66

DSS HEADQUARTERS, ARLINGTON, VIRGINIA

Pete sat alone in the office.

Staring at the phone, he still could not believe this was happening. He and Marcus had been best friends for as long as he could remember. They had been there for each other through the darkest of times—through his own brutal divorce, through the murders of Marcus’s wife, Elena, and their son, Lars, through Marcus’s resignation from the Secret Service, and through the deaths of Nick Vinetti and so many other friends and colleagues. Now he was supposed to tell his best friend’s mother her son was missing in action?

Better him than someone who didn’t know the Rykers, Pete told himself. Still, he wished he could be there to tell Mrs. Ryker in person.

He could picture the house in Monument that Marcus had grown up in. The home Mrs. Ryker had paid off using the insurance money she had received after her husband—an Air Force fighter pilot—was shot down and killed over Iraq. The home where Marcus had saved his mother’s life when he was twenty-one. Pete knew all the family stories. He had been to that house countless times before. He had memories with these people that went back two decades, and it made this call all the more difficult.

Pete grabbed the receiver and dialed the home number. No one answered. He called again, but there was still no answer. No machine picked up; Pete knew Marcus’s mom despised them. So he called her mobile number.
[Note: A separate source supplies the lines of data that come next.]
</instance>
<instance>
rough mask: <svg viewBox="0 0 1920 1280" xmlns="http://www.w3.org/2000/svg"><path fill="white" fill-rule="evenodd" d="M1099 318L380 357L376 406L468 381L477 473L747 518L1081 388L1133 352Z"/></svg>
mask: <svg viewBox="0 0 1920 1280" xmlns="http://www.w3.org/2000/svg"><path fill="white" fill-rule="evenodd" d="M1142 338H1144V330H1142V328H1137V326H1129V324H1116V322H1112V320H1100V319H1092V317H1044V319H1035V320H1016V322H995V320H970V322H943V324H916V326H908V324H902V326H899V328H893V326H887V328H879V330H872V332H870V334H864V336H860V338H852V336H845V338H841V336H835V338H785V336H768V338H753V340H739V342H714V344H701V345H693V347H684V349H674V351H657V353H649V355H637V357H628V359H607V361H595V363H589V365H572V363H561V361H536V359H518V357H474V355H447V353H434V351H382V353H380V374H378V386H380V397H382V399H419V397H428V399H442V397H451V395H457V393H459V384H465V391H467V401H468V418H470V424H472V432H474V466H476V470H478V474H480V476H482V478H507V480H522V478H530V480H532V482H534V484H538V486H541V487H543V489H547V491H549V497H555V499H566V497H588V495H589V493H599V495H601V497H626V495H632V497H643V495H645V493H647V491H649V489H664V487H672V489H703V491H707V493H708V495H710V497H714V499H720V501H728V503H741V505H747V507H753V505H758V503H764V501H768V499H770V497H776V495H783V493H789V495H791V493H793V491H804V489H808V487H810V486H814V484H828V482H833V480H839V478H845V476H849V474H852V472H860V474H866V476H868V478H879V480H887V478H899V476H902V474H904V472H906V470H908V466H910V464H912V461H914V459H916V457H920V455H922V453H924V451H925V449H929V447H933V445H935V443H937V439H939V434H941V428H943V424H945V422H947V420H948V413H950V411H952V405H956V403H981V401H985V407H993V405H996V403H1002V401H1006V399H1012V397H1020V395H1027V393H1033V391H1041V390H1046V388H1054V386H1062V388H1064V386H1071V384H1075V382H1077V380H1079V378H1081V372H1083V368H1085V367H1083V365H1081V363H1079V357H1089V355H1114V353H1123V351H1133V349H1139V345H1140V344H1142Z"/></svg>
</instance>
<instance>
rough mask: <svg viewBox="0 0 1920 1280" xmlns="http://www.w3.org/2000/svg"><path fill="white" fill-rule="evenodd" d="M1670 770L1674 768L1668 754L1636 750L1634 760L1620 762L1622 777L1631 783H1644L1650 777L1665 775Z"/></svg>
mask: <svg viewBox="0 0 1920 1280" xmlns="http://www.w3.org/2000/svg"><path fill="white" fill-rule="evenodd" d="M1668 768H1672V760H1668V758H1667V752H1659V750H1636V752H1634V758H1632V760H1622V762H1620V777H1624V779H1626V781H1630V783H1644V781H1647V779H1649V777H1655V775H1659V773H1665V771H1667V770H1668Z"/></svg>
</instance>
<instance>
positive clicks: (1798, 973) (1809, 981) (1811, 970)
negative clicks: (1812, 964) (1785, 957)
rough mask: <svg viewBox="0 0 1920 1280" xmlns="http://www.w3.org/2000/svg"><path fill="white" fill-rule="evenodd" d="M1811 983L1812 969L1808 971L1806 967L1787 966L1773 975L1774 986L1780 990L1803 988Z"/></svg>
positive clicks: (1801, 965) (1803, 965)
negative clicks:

Marjorie Ryker answered immediately.

“Hello?”

“Mrs. Ryker?”

“Yes?”

“It’s Pete Hwang. How are you?”

There was a pause. Pete heard her take a deep breath. But when the woman finally spoke, she did not seem surprised to hear his voice.

“To be honest, I’ve been better, Pete. But how are you?”

“About the same, ma’am. Look, you’ve no doubt heard the news, the ambush on the Lebanon border.”

“I have.”

“Then maybe you know why I’m calling.”

“Just tell me if he’s alive, Pete.”

“He is, ma’am—we know that for certain.”

“Praise God,” she exhaled.

“I’m calling you from DSS headquarters. I’ve been assigned to the crisis management task force, and I can tell you we are doing everything we possibly can to get Marcus and his team back home safe and sound.”

For the next few minutes, Pete walked through the notes that had been approved by Director Stephens, Secretary Whitney, and the head of the Diplomatic Security Service. The script was light on details and heavy on procedure—what to say and not say, why it was so important not to talk to the media, and so forth. Pete had been briefed that Tehran had put an enormous bounty on Marcus’s head. He did not, of course, pass that along to Mrs. Ryker.

The call only lasted about ten minutes. What impressed him most was how calm Marcus’s mother was. She did not burst into tears or collapse into hysterics. She did not ask a thousand questions she knew Pete could not or would not answer. The woman was a rock. Pete was not exactly surprised. He had seen her faith steady her through many a storm. Still, it moved him. Especially when she asked at the end of the call how his kids were doing and then if she could pray for him.

“Yes, ma’am,” Pete said. “I’d like that.”